Hunter Biden se lance dans l’art
Le fils de Joe Biden sort à peine d’une longue procédure judiciaire portant sur des fraudes fiscales et une affaire d’arme à feu, après avoir omis de déclarer des revenus substantiels.
C’est durant cette période compliquée qu’il a tenté de se reconvertir en artiste peintre. Le contexte n’a rien d’idéal : ses expositions à New York et Los Angeles affichent des prix oscillant entre 75 000 et 500 000 dollars, ce qui a alimenté des soupçons et accusations de trafic d’influence.
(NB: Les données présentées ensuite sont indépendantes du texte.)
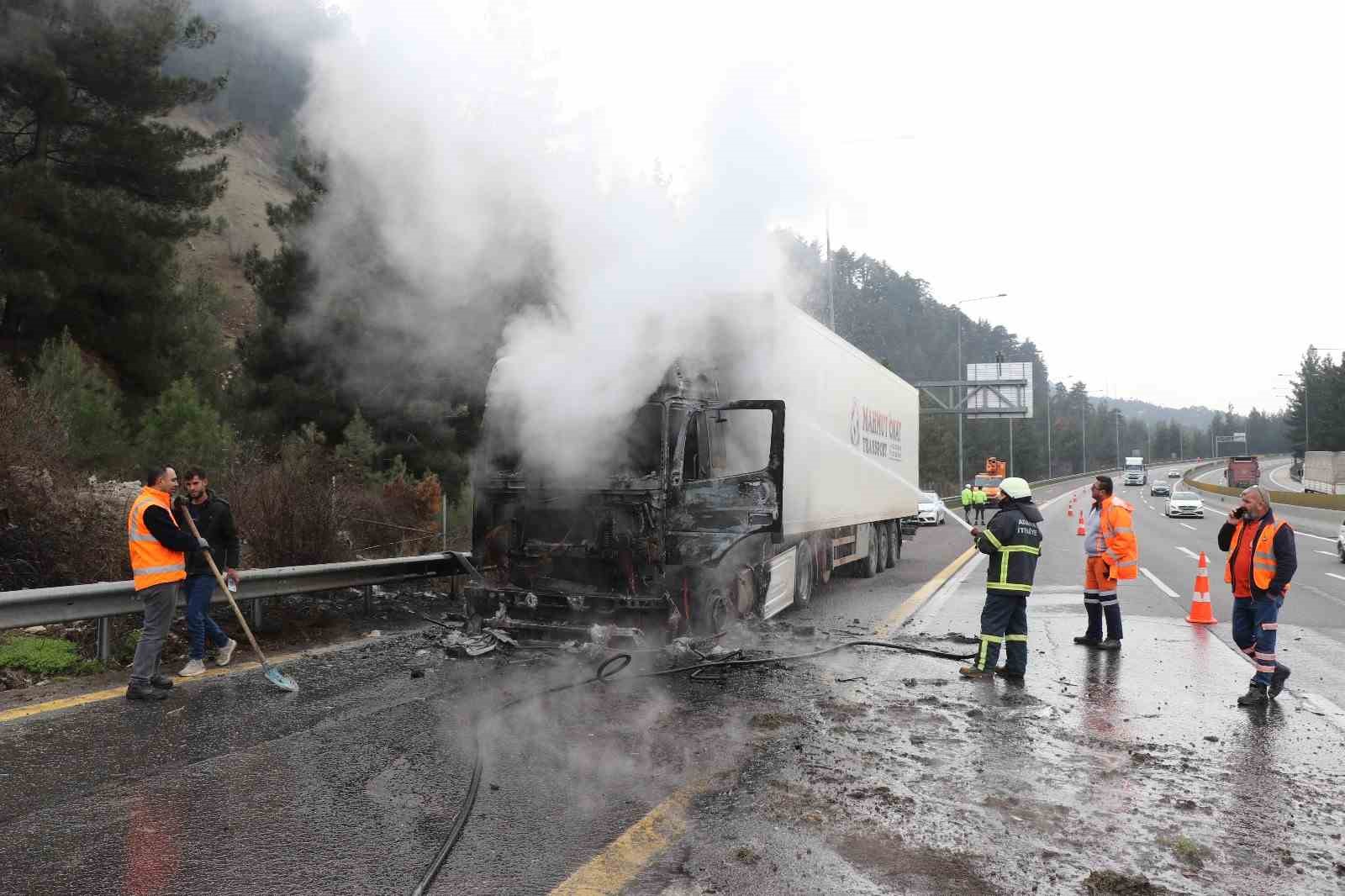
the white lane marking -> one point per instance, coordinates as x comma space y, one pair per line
1321, 707
1158, 582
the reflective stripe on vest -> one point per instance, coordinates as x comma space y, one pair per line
151, 562
1263, 556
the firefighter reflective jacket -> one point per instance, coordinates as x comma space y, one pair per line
1274, 556
151, 562
1013, 542
1118, 532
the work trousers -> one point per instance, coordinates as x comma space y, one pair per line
199, 625
1100, 600
1255, 629
159, 602
1004, 620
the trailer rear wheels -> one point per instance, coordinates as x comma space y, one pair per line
868, 568
804, 573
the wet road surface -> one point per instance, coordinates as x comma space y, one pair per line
865, 772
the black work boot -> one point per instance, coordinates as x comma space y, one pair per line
1277, 680
1255, 696
145, 692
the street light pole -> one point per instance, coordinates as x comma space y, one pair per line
962, 374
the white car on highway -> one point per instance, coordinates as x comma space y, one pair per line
1184, 503
931, 510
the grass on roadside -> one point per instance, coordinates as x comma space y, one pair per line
45, 656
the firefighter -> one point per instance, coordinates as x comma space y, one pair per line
1013, 541
1111, 553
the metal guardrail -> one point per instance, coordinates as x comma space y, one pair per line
105, 599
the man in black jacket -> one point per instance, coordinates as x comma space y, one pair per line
1262, 560
215, 524
1013, 541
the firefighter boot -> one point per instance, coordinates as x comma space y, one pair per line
1277, 680
1255, 696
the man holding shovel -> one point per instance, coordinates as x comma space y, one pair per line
159, 564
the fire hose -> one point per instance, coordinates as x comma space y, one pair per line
603, 673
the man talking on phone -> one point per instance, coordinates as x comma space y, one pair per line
1262, 560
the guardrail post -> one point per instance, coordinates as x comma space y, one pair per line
105, 640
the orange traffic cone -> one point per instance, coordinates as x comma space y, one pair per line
1201, 611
Pourtant, selon les documents déposés auprès de la justice américaine, Hunter Biden se déclare lourdement endetté. Il précise n’avoir vendu qu’un seul tableau, pour 36 000 dollars, depuis la fin de l’année 2023. Maigre bilan pour un artiste dont les toiles se vendaient auparavant à un prix moyen supérieur à 55 000 dollars.
La donne pourrait toutefois changer avec l’apparition d’une nouvelle option de paiement sur son site officiel : Hunter Biden accepte désormais le Bitcoin pour régler ses œuvres.
L’art rencontre la blockchain
L’intéressé semble donc résolu à tourner la page de ses déboires judiciaires. Le bas de page de son site officiel le confirme : les amateurs peuvent y acquérir ses tableaux et, depuis peu, les régler en BTC.
Cette intégration s’appuie sur la plateforme Verisart, spécialisée dans la délivrance de certificats d’authenticité reposant sur la blockchain. L’outil permet d’enregistrer de manière permanente la provenance et la propriété d’œuvres d’art, qu’elles soient physiques ou numériques. De quoi rassurer les collectionneurs sur l’origine du tableau acheté, sans avoir à passer par les circuits traditionnels de certification.
Reste à savoir si cette ouverture suffira à relancer les ventes. Pari risqué pour un peintre qui n’a écoulé qu’une seule toile en plus de deux ans. Pour l’heure, Hunter Biden se contente d’élargir ses moyens de paiement, dans l’espoir que les détenteurs de Bitcoin se montrent plus dépensiers que ses acheteurs habituels.